For a time, some of that happened—on both mundane and more notable levels. Americans, anecdotal evidence indicated, became a bit more contemplative about their lives and priorities. In the weeks after 9/11, people were more courteous drivers (at least in Washington, DC). They gave other motorists more room and yielded more readily. The media produced stories about America’s place in the world; they explored the simplistic question, “Why do they hate us?” And the politicians did seem to ponder how to govern in a less divisive manner. President George W. Bush’s approval ratings skyrocketed, as Americans of various political bents, including those who had previously scorned the chad-enabled commander-in-chief, rallied around him.
But life often reverts to form, and change is fleeting and not necessarily a guarantee of progress. At some point, the old driving behaviors returned. Americans never did become very well informed about foreign affairs. A political culture of division and spin resumed. And these were all connected—well, maybe not the driving.
This week, the University of Maryland released a 9/11-related poll showing that many Americans remain ignorant about the link between 9/11 and the war Bush and Dick Cheney launched in Iraq. Nearly half of the respondents noted that Iraq was “directly involved” in the 9/11 assaults (15 percent) or gave “substantial support” to Al Qaeda without participating in those attacks (31 percent.). Neither is true. Iraq, as the 9/11 Commission reported, had not been in league with Al Qaeda. It had not provided “substantial” assistance—or any aid of note, for that matter—to Osama bin Laden and his mass-murderers.

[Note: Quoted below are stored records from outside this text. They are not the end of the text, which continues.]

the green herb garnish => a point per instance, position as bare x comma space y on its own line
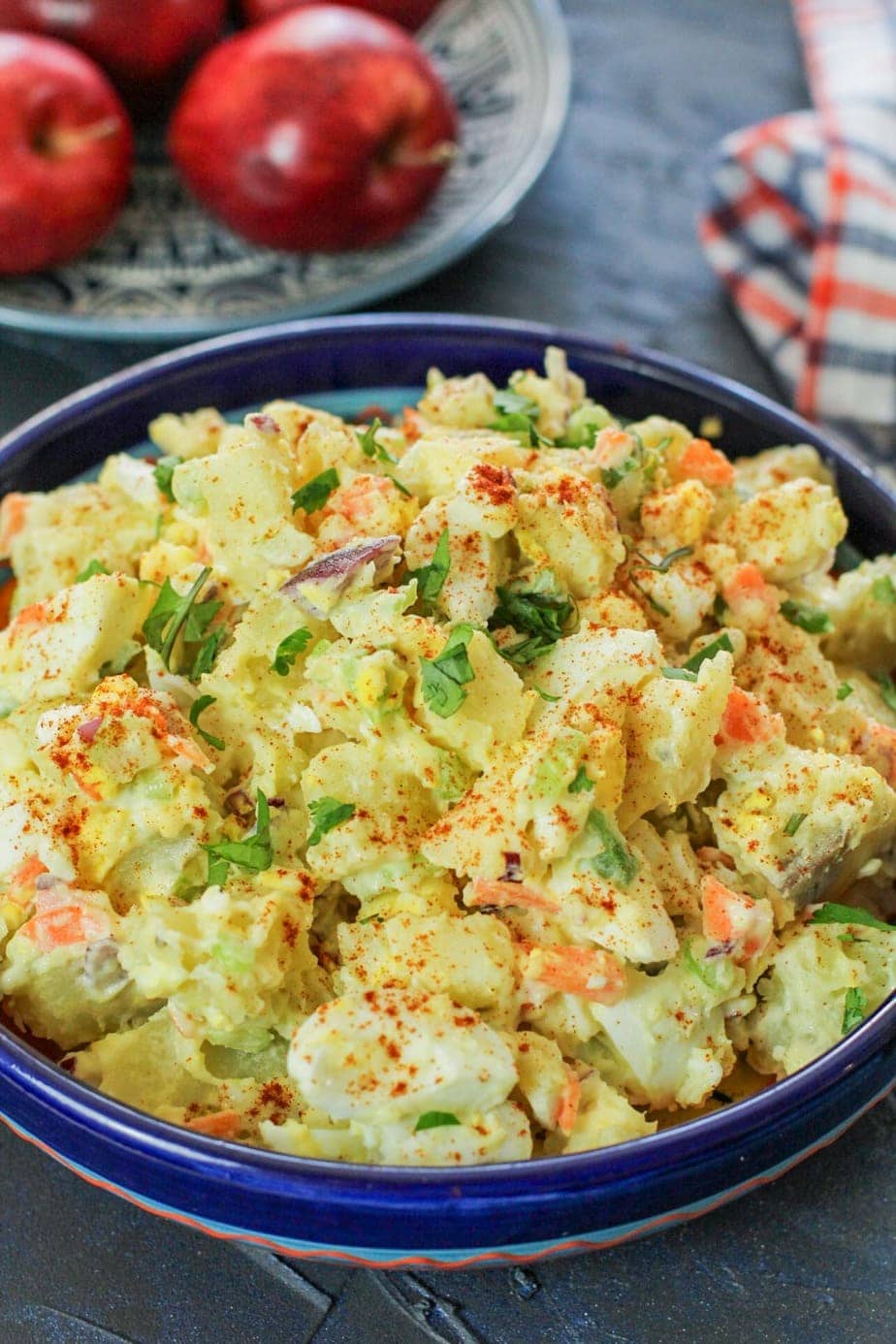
543, 616
882, 591
173, 615
854, 1008
255, 852
446, 675
668, 560
809, 619
430, 578
368, 445
679, 674
830, 912
289, 650
198, 707
518, 414
546, 695
582, 783
616, 860
435, 1120
721, 644
90, 568
163, 472
314, 494
327, 814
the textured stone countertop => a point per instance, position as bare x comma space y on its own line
605, 243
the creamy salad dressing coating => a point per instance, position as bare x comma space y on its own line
478, 786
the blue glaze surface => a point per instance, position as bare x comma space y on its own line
342, 1208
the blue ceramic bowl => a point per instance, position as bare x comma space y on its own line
390, 1217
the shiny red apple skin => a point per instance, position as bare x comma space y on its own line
410, 14
140, 44
66, 150
321, 131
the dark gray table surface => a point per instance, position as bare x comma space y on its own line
606, 243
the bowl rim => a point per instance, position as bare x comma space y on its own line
23, 1066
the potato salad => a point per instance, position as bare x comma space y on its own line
483, 784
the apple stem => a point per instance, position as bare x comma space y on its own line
435, 156
61, 143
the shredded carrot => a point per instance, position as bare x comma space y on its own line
704, 463
65, 925
568, 1104
412, 425
734, 916
609, 445
746, 720
220, 1124
14, 511
589, 972
502, 894
27, 871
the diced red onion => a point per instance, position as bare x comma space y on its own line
336, 570
512, 867
264, 422
89, 730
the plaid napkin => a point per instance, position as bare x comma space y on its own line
802, 225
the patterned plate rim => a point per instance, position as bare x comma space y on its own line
471, 232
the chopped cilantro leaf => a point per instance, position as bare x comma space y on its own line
198, 707
368, 445
446, 675
163, 472
435, 1120
506, 402
582, 783
679, 674
518, 414
430, 578
882, 591
616, 860
854, 1008
255, 852
668, 560
546, 695
289, 650
806, 617
720, 644
539, 613
89, 570
174, 613
327, 814
208, 652
314, 494
830, 912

The same poll also found that about half of Americans (47 percent) believe that prior to the Iraq war, the regime possessed actual weapons of mass destruction or had a major WMD program under way. Again, not true.
Obviously, the trauma of 9/11 did not cause Americans to become knowledgeable about the United States’ most significant overseas endeavor. But one reason for the widespread misbelief is that the political leaders of the country, in the aftermath of the attacks, soon resorted to the usual tactics to manipulate the public discourse, rather than elevate it.